Government Shutdowns Are ‘Science Shutdowns’

09.28.23 | 3 min read | Text by Katie McCaskey

Government shutdowns are “Science Shutdowns” – a wildly expensive and ineffective tactic that slows or stops scientific progress at the expense of everyday Americans.

Agencies are busy preparing contingency plans for a government shutdown as Congress spars for political points. FAS would like to draw attention to the danger and absurdity of this tactic as it relates to science, as well as our nation’s safety, competitiveness, and cost burden. 

There are four (4) primary results of any government shutdown, and each affect science, which is why we refer to government shutdowns as “Science Shutdowns”:

1. Ongoing Experiments / Activities Requiring Ongoing Observation are Disrupted.

This isn’t just an aggravation to researchers; stoppage destroys work underway at considerable costs to the public. Some examples:

The Department of Commerce will cease operational activity related to most research activities at the National Institute of Standards and Technology.

During a shutdown, researcher access to certain federally funded user facilities and scientific infrastructure can be restricted. When this happens, it can mean lost experiments, disrupted projects, and missed opportunities for students and U.S. industry. (See: FAS work in Social Innovation, specifically STEM Education and Education R&D.)

The Department of Energy’s nuclear verification work––particularly work involving international partnerships––is likely to be restricted. This could have implications for U.S. leadership on non-proliferation, arms control, and risk reduction. (While Nuclear weapons deployments, security, and transportation operations would be largely unaffected due to national security exemptions and funding contingencies, this is still a dangerous situation. See: FAS’s work in Nuclear Weapons.)  

2. New initiatives can’t continue (or begin).

Science and technology undergird a large percentage of entrepreneurial startups and economic clusters across the country. Stopping or slowing these businesses impact local communities of all sizes, in every state. 

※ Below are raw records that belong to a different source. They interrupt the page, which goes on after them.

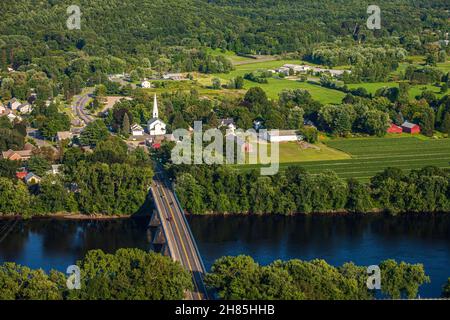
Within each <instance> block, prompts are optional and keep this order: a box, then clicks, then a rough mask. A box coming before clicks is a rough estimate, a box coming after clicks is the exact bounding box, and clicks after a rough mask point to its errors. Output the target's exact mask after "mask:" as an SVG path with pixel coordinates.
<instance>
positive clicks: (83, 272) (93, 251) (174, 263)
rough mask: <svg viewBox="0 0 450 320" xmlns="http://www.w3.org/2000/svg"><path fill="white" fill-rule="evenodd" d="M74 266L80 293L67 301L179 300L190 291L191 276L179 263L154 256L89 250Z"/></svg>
mask: <svg viewBox="0 0 450 320" xmlns="http://www.w3.org/2000/svg"><path fill="white" fill-rule="evenodd" d="M78 266H79V267H80V269H81V274H82V275H83V277H82V282H81V290H71V291H70V292H69V296H68V298H69V299H76V300H78V299H86V300H100V299H101V300H180V299H183V297H184V294H185V292H186V291H187V290H192V289H193V284H192V278H191V275H190V274H189V272H187V271H186V270H184V269H183V267H182V266H181V264H180V263H179V262H175V261H172V259H170V258H169V257H164V256H162V255H160V254H157V253H155V252H145V251H142V250H139V249H119V250H117V251H116V253H115V254H106V253H104V252H103V251H101V250H92V251H89V252H88V253H87V254H86V256H85V257H84V258H83V259H82V260H81V261H79V262H78Z"/></svg>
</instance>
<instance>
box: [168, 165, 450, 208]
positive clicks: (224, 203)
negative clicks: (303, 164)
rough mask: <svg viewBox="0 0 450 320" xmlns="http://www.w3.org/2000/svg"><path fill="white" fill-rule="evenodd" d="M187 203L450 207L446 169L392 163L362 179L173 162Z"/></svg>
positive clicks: (267, 207) (283, 205)
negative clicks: (410, 165) (259, 173)
mask: <svg viewBox="0 0 450 320" xmlns="http://www.w3.org/2000/svg"><path fill="white" fill-rule="evenodd" d="M171 174H172V176H174V177H175V178H176V191H177V194H178V197H179V199H180V201H181V204H182V206H183V208H184V209H185V210H186V211H187V212H189V213H191V214H208V213H219V214H281V215H293V214H299V213H304V214H308V213H326V212H344V211H345V212H356V213H365V212H372V211H386V212H389V213H391V214H397V213H406V212H419V213H422V212H449V210H450V198H449V197H448V195H449V194H450V184H449V183H450V180H449V177H450V176H449V173H448V171H447V170H443V169H439V168H435V167H425V168H423V169H419V170H412V171H410V172H405V171H402V170H401V169H398V168H387V169H385V170H384V171H382V172H380V173H378V174H376V175H375V176H373V177H372V178H371V179H370V182H369V183H362V182H359V181H357V180H355V179H349V180H344V179H341V178H339V177H338V176H337V175H336V173H334V172H333V171H329V170H327V171H324V172H322V173H319V174H310V173H308V172H306V171H305V170H304V169H302V168H301V167H300V166H291V167H288V168H286V170H284V171H282V172H279V173H278V174H276V175H274V176H270V177H269V176H267V177H262V176H260V175H259V172H258V171H257V170H249V171H244V172H239V171H236V170H234V169H232V168H230V167H227V166H206V165H197V166H184V165H181V166H171Z"/></svg>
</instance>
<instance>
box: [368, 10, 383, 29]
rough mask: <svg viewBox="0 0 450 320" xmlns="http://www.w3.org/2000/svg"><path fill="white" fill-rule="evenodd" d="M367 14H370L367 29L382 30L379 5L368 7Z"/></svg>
mask: <svg viewBox="0 0 450 320" xmlns="http://www.w3.org/2000/svg"><path fill="white" fill-rule="evenodd" d="M367 14H370V16H369V18H367V23H366V25H367V28H368V29H369V30H379V29H381V9H380V7H379V6H377V5H374V4H372V5H370V6H369V7H367Z"/></svg>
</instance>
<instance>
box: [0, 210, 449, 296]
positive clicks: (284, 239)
mask: <svg viewBox="0 0 450 320" xmlns="http://www.w3.org/2000/svg"><path fill="white" fill-rule="evenodd" d="M133 217H134V216H133ZM149 219H150V218H149V217H148V216H147V217H146V218H142V219H138V218H136V219H135V218H131V219H103V220H99V219H97V220H86V219H83V220H73V219H53V218H50V219H46V218H45V217H44V218H42V219H40V218H36V219H28V220H25V219H24V220H17V222H16V224H15V226H14V227H12V228H11V229H12V230H11V231H10V232H9V234H8V235H7V236H6V237H5V238H4V240H3V241H1V242H0V264H1V263H3V262H15V263H18V264H21V265H24V266H28V267H30V268H32V269H38V268H42V269H43V270H45V271H49V270H51V269H56V270H59V271H61V272H65V271H66V269H67V266H69V265H72V264H75V263H76V261H78V260H80V259H82V258H83V257H84V256H85V255H86V253H87V252H88V251H89V250H94V249H101V250H103V251H104V252H107V253H114V252H116V251H117V250H118V249H120V248H139V249H141V250H146V251H148V250H155V251H158V250H160V246H156V245H153V244H152V240H153V238H154V235H155V233H156V232H157V228H150V229H149V228H148V222H149ZM6 222H7V221H3V222H0V228H1V227H2V226H5V223H6ZM11 222H13V221H10V222H9V223H8V224H11ZM188 222H189V225H190V227H191V230H192V234H193V235H194V238H195V241H196V243H197V245H198V248H199V251H200V254H201V256H202V259H203V262H204V264H205V267H206V269H207V270H210V268H211V266H212V265H213V264H214V262H215V261H216V260H217V259H219V258H220V257H223V256H239V255H242V254H243V255H248V256H251V257H252V258H253V259H254V260H255V261H256V262H258V263H259V264H260V265H269V264H271V263H272V262H273V261H274V260H278V259H280V260H283V261H288V260H291V259H300V260H303V261H311V260H314V259H323V260H325V261H327V263H329V264H330V265H332V266H336V267H338V266H342V265H343V264H344V263H346V262H349V261H353V262H354V263H355V264H356V265H360V266H368V265H375V264H379V263H380V262H381V261H384V260H386V259H395V260H396V261H397V262H400V261H405V262H407V263H411V264H416V263H423V265H424V268H425V271H426V273H427V275H429V276H430V278H431V283H429V284H425V285H423V286H422V287H421V288H420V291H419V293H420V296H421V297H422V298H436V297H439V296H440V294H441V291H442V285H443V284H444V282H445V281H447V279H448V277H449V276H450V274H449V270H448V266H449V265H450V215H436V214H434V215H433V214H431V215H428V214H420V213H419V214H404V215H398V216H389V215H386V216H383V215H381V214H366V215H364V214H353V215H351V214H349V215H341V216H339V215H330V214H325V215H317V214H314V215H301V216H296V217H287V216H281V215H277V216H275V215H264V216H255V215H252V216H250V215H248V216H247V215H246V216H243V215H241V216H236V215H228V216H218V215H208V216H189V217H188Z"/></svg>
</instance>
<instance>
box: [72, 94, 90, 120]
mask: <svg viewBox="0 0 450 320" xmlns="http://www.w3.org/2000/svg"><path fill="white" fill-rule="evenodd" d="M89 99H90V94H85V95H81V96H79V97H77V101H76V102H75V106H74V109H75V112H76V114H77V116H78V118H80V119H81V120H82V121H83V122H84V123H85V124H89V123H90V122H92V121H94V118H93V117H91V116H90V115H88V114H87V113H86V112H85V111H84V106H85V105H86V104H87V103H88V101H89Z"/></svg>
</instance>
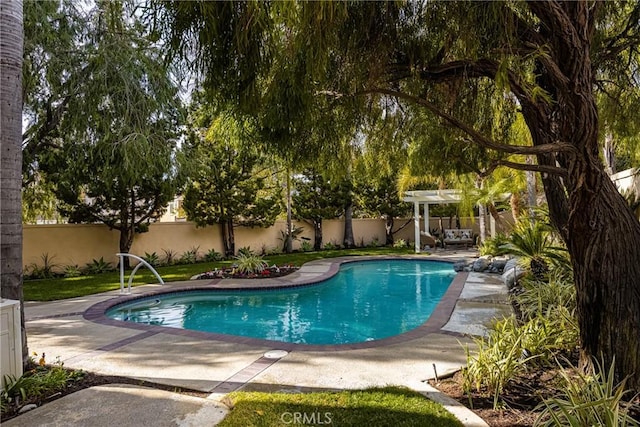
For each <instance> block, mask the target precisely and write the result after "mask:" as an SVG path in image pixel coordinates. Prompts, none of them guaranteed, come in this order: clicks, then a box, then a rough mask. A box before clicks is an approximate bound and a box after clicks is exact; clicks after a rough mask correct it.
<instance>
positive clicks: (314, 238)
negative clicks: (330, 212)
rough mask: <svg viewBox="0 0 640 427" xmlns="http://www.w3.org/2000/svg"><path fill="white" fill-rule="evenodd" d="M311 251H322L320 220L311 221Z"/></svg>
mask: <svg viewBox="0 0 640 427" xmlns="http://www.w3.org/2000/svg"><path fill="white" fill-rule="evenodd" d="M313 250H314V251H320V250H322V218H316V219H314V220H313Z"/></svg>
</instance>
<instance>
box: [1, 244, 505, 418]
mask: <svg viewBox="0 0 640 427" xmlns="http://www.w3.org/2000/svg"><path fill="white" fill-rule="evenodd" d="M437 255H438V256H430V257H428V259H433V260H447V261H455V260H459V259H464V258H470V257H472V256H473V255H474V252H471V251H456V252H448V253H445V252H440V253H438V254H437ZM359 259H362V257H359ZM342 261H345V259H326V260H321V261H314V262H311V263H308V264H305V265H304V266H303V267H302V268H301V269H300V270H299V271H298V272H296V273H294V274H292V275H290V276H286V277H285V278H282V279H280V283H284V284H285V285H291V284H299V283H309V282H315V281H318V280H321V279H322V278H324V277H329V276H331V275H332V274H335V271H337V269H338V268H337V266H338V265H339V263H340V262H342ZM283 279H286V280H283ZM204 285H207V286H216V287H221V286H223V287H238V286H243V282H233V281H225V282H224V283H217V284H211V281H203V282H202V283H194V282H175V283H168V284H165V285H162V289H161V290H163V291H165V290H177V289H185V288H193V287H194V286H204ZM252 285H255V283H253V282H252ZM266 285H269V286H273V283H268V284H265V286H266ZM160 286H161V285H145V286H140V287H136V288H134V289H133V293H134V294H144V293H148V292H152V291H158V290H159V288H160ZM506 292H507V290H506V287H504V285H503V284H502V282H500V280H499V279H498V278H497V277H496V276H492V275H487V274H480V273H459V274H458V275H457V276H456V278H455V279H454V283H453V284H452V286H451V287H450V289H449V291H448V292H447V294H446V295H445V297H444V298H443V300H442V302H441V303H440V305H439V307H438V309H437V310H436V312H434V315H432V317H431V318H430V319H429V321H427V322H426V323H425V324H424V325H422V326H421V327H419V328H417V329H416V330H414V331H411V332H409V333H407V334H404V336H403V335H401V336H397V337H393V338H391V339H388V340H383V341H380V342H372V343H367V344H368V345H365V346H359V345H357V344H356V345H353V346H348V345H347V346H309V347H308V348H304V347H301V346H300V345H294V346H287V344H282V345H277V344H275V345H264V344H263V345H257V344H256V342H255V340H252V339H250V338H243V337H222V338H221V337H220V336H216V335H212V334H206V333H201V332H193V331H187V330H180V329H169V328H161V327H140V325H136V327H132V328H129V327H126V328H125V327H118V326H113V325H110V324H108V322H104V321H101V319H98V318H93V317H96V315H95V314H93V315H92V314H91V311H88V312H85V311H86V310H88V309H89V308H90V307H92V306H95V305H96V304H99V303H104V302H105V301H108V300H111V299H113V298H117V297H119V293H118V291H113V292H107V293H103V294H97V295H90V296H86V297H81V298H74V299H69V300H62V301H56V302H47V303H41V302H27V303H26V304H25V316H26V325H27V333H28V339H29V349H30V351H31V352H38V353H39V354H40V353H42V352H45V353H46V355H47V360H48V361H54V360H56V358H58V357H59V358H60V360H61V361H62V362H64V365H65V366H66V367H69V368H74V369H83V370H87V371H92V372H95V373H99V374H105V375H119V376H126V377H132V378H138V379H142V380H146V381H149V382H153V383H159V384H166V385H171V386H176V387H182V388H188V389H194V390H199V391H204V392H207V393H210V394H211V395H210V398H212V399H219V398H221V397H222V396H224V395H225V394H226V393H228V392H230V391H233V390H238V389H243V390H259V391H290V392H304V391H314V390H341V389H357V388H366V387H372V386H384V385H390V384H393V385H404V386H407V387H410V388H412V389H415V390H417V391H420V392H423V393H426V394H428V395H429V396H430V397H432V396H433V395H437V393H435V390H434V389H432V388H431V387H429V386H428V384H426V383H425V382H424V381H425V380H427V379H429V378H433V377H434V375H435V374H436V372H434V367H435V370H436V371H437V375H438V376H441V377H442V376H445V375H447V374H449V373H452V372H454V371H456V370H458V369H459V368H460V367H461V366H462V365H463V364H464V363H465V353H464V349H463V345H465V344H469V343H471V342H472V340H471V339H470V338H469V337H467V336H465V335H463V334H462V333H469V332H471V333H474V334H481V333H482V332H483V330H484V328H485V327H486V325H488V323H489V322H490V321H491V319H493V318H495V317H501V316H502V315H503V314H507V313H509V310H510V306H509V305H508V304H507V303H506ZM92 316H93V317H92ZM71 396H73V395H71ZM71 396H68V397H71ZM441 397H443V396H441ZM445 400H446V399H445ZM447 404H448V405H450V406H451V407H457V406H460V405H457V404H454V403H453V402H450V401H449V402H447ZM45 406H48V405H45ZM43 409H44V408H38V409H36V410H35V411H33V412H34V413H35V412H37V411H39V410H43ZM458 410H460V411H462V412H461V413H462V414H463V415H461V417H462V418H464V419H468V421H469V422H476V423H479V421H478V420H475V421H473V420H474V419H475V418H474V415H473V414H472V413H470V411H466V412H465V410H464V408H462V407H459V408H458ZM33 415H35V414H33ZM27 416H30V414H26V415H22V416H20V417H18V418H16V419H14V420H11V421H9V422H8V423H7V425H20V424H22V423H23V422H24V420H26V418H25V417H27ZM476 418H477V417H476ZM21 420H22V421H21ZM469 425H482V424H473V423H472V424H469Z"/></svg>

One example: Functionally all SBA (Small Business Administration) lending activity and program support will cease. Small businesses across the country will lose access to this critical source of financing. SBA lending is used to finance growth, but also (critically) to provide working capital for small businesses. Government shutdowns delay Tech Hubs and Engines Type 2 funding, disrupting ecosystem building efforts across the country (See: FAS work in Ecosystems and Entrepreneurship).

3. Funding Decisions are Halted and Delayed.

Shutdowns can mean funding agencies like the National Science Foundation and National Institute of Health (NIH) must furlough most of their staff. This results in delays and rescheduling of review panels, the people responsible for evaluating the effectiveness of a new medicine, for example. Stoppages ultimately delay award decisions and slow advances.

Such delays can affect thousands of American researchers and students and disrupt vital research in many crucial areas. One example limited by a shutdown pause is emerging research in the bioeconomy, a growing part of our global competitiveness. (See: FAS work in Science Policy and bioeconomy, specifically.) 

4. Upgrades, Repairs, and Modernization of National Research Infrastructure at Labs and Universities are Frozen.

Labs across the country are continuously upgrading facilities to leverage the latest technology to remain competitive and secure. A government shutdown arrests this necessary work.   

Bottom line: A government shutdown is a science shutdown; the decision to pull the plug on government funding incur steep costs on wind-down and re-start, and leads to massive general waste and disruption. We must work together to find resolutions that do not involve holding science hostage during a government shutdown.